The following is an example of a Task Parallel job.  The task-parallel example code, frontDemo, calculates the risk and return based on historical data from a collection of stock prices. The core of the code, calcFrontier, minimizes the equations for a set of returns. In order to parallelize the code, the for loop is converted into a parfor loop with each iteration of the loop becoming its own independent task. 

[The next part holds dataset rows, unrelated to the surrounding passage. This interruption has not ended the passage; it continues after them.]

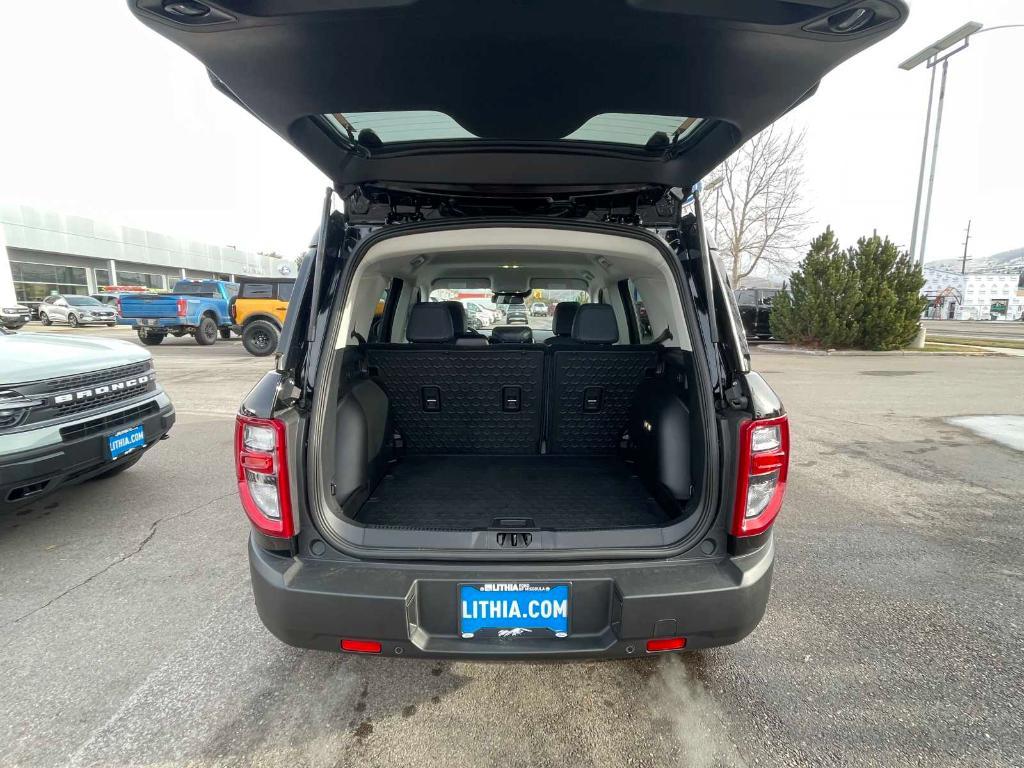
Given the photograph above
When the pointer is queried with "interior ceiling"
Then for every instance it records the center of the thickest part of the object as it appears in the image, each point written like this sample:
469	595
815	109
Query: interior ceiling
530	70
530	264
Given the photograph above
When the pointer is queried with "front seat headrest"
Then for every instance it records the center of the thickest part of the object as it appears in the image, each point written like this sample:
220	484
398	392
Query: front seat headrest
430	324
511	335
565	311
595	324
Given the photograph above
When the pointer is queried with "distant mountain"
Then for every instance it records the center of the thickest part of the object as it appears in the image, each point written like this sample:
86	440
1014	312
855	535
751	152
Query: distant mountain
1008	262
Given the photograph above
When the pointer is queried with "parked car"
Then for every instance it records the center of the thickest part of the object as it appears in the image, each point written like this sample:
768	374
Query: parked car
75	310
258	312
73	409
14	315
196	307
515	313
431	495
755	310
484	315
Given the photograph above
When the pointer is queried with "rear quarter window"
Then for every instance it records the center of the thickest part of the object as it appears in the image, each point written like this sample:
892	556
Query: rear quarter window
256	291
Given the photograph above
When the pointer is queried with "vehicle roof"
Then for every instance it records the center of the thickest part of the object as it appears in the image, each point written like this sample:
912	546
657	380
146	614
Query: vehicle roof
242	280
520	78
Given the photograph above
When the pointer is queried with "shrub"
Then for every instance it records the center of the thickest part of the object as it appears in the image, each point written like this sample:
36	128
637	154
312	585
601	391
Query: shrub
866	297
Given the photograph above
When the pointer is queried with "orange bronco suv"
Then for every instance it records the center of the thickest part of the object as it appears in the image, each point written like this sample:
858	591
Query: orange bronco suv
258	312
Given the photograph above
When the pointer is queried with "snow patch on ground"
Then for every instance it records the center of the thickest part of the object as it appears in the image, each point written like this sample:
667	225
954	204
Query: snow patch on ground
1007	430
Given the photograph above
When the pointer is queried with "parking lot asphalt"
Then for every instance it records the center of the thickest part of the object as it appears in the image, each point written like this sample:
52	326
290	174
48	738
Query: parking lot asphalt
893	637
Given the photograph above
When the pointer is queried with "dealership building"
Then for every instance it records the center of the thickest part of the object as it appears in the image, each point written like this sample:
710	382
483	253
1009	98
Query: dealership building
973	296
42	253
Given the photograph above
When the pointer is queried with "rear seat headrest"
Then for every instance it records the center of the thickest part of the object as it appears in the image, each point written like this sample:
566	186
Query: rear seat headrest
511	335
595	324
565	311
430	324
458	311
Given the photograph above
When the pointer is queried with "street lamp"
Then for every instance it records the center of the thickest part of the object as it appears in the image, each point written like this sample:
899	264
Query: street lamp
932	55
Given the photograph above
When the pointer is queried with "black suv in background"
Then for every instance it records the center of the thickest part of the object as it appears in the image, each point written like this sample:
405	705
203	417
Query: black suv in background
755	310
418	489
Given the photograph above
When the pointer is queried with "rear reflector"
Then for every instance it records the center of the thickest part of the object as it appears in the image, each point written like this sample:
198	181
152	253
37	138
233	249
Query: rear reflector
666	643
360	646
261	471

To submit the job, copy submitParJobToCluster.m into your working directory, make the necessary modifications for your job environment, and then run the code from within MATLAB. This will submit the job.  An explanation of the code follows:

function job = submitParJobToCluster()

if nargin==0, sz = 3; end

% Set the walltime to 5 minutes
ClusterInfo.setWallTime('00:05:00');                  % change this to the actual walltime that you need.
ClusterInfo.setEmailAddress('YourEmailAddressHere')   % include your email address here.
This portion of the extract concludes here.